Procedure for the Cultivation of Love
You must dissolve your love in a container. It can be anything: a vial, a glass, or test tube filled with water (or whatever goes down your throat the easiest). You will have to stir it until no trace of it remains — no visible sign of it, no sensation of its grains mixing along with your stirring stick. You must not mix it too quickly; the trick is gradually letting it disappear so that even you will not remember what it looked like at the initial stage.
It will be difficult because love often forms so solidly. It sits like a dense brick upon the chest and takes a while to break apart. You must break it apart — chip away at it slowly until you have broken it down enough to dust or sprinkle into your container. From there, it becomes easier because the powder will not have as much power over you as the solid did. You can blend it away without feeling remorse or regret.

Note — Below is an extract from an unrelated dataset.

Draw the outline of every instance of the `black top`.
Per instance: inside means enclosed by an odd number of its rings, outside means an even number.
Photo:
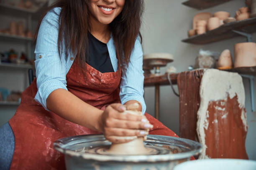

Once the liquid is transparent, you will be in the clear. You can drink your love now. You can swallow it in large, sweeping, comforting gulps without fear. Your love is no longer dangerous to you. Love is safe when it has been diluted and all of the intensity has dispersed into something less concentrated and more amorphous. This is the only form in which you may handle your love. You may never drink your love straight.
All of this said, there is one scenario of which you must be aware. Although it is unlikely that this will happen to you, in rare cases the love does not act as expected. In these cases there is the formation of a precipitate inside the container. The precipitate grows along the walls of the container and clings to them like an embryo instead of fading away as it should. You may attempt to stir this precipitate away, but do not waste your time. If this is the outcome you face, then it is the final result of your experiment. You may aim to throw your container away, but in cases like these, the lover has always been observed to turn the precipitate into a treasured object — to be stored on a damp shelf in a dark room. The love becomes even more powerful in this form — a form in which you may never have it, but it will always have you.